Robots Are Stealing Your Restaurant Reservations
If you want a seat at the hottest spot in town, you're probably competing against a bot.
If you've been trying to snag an online reservation at the hottest restaurant in town and you've been stymied at every turn, you're certainly not alone. The Hustle reports that you've got stiff competition—and it's probably not even human.
One possible reason you're unable to book a table is that a bot might have stolen the choicest seating times out from under you. This is a frustrating situation for diners, especially because it's not like a computer program can stroll into the dining room and enjoy the meal you were hoping to order. If it wasn't already obvious, these bots are the work of companies picking up fast cash for almost no effort.
Bots snatch up reservations for resale value
Just like we've seen so often with Ticketmaster, where all the best concert tickets are snapped up to resell for double their face value, various opportunists are locking down reservations at popular restaurants and holding them for ransom. People's clicking fingers are no match for the speed of a programmed bot, and those prime dinner seats at prime establishments—like New York's Carbone, for example—are then flipped on resale sites like Appointment Trader, Cita, and ResX, where they can be sold for a hefty sum (and you'll still have to pay the restaurant bill in full, too).

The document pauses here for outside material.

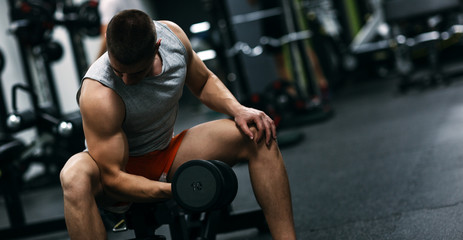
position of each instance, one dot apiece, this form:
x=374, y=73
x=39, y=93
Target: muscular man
x=129, y=102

Obviously, this sucks for a lot of reasons. One of them being that the vast majority of restaurant reservations are meant to be free, and you might miss out on celebrating your anniversary at the restaurant of your dreams because the system has been rigged to reward the highest bidder. If the bot-purchased reservation goes untouched and nobody shows up, restaurants aren't making money on that table, and they're losing the money they spent staffing servers for it. Moreover, they often can't even recoup the loss via cancellation fees, since these bots tend to snag the reservations using bogus credit card numbers.
How restaurants are fighting back against bot reservations
Since the digital paper trail is deliberately obfuscated, it can be difficult for restaurant owners to crack down on bot reservations. Bloomberg spoke to the Em Pak, manager for Double Chicken Please (second place on the World's 50 Best Bars list), to see how the bar has been dealing with the issue.

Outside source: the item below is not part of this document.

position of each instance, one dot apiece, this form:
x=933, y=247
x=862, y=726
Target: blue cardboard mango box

Pak explained that there are a few red flags when it comes to a bot-placed reservation. These include garbled email addresses, disconnected phone numbers, bad credit cards, and unusual booking activity, such as back-to-back reservations placed during Friday and Saturday for multiple weeks in a row.
Double Chicken Please uses restaurant booking site Resy to handle reservations. Resy, Bloomberg notes, has been fighting back by "deleting confirmed bot profiles" and by following up with emails to brokers telling them to stop. Double Chicken Please has also allowed for more walk-in customers and has shrunk the amount of reservations they offer overall. Other restaurant booking companies like Tock have an entire fraud prevention team dedicated to handling such issues.

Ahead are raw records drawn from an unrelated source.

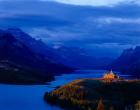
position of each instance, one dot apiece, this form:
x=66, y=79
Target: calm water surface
x=20, y=97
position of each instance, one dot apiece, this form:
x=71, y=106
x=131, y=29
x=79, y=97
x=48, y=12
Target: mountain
x=19, y=63
x=73, y=56
x=129, y=61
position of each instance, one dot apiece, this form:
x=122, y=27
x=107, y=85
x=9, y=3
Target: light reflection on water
x=20, y=97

But since there's not yet any proven method to verify which reservations are legitimate, some restaurants deal with it by contacting every customer to verify if they're actually planning on coming. That's a time-consuming process, one that can be a drain on restaurant owners and staff.
One other way to deal with the problem is by adding a reservation fee. The restaurants I've visited with reservation fees typically use that money as a credit toward your final bill, so it's not a real loss for me as a diner, as I was going to use that cash for that purpose anyway. But as long as the bots continue to be an issue, it looks like we might just have to get used to these practices. Or hey, maybe we'll revert back to calling the restaurant instead of booking online.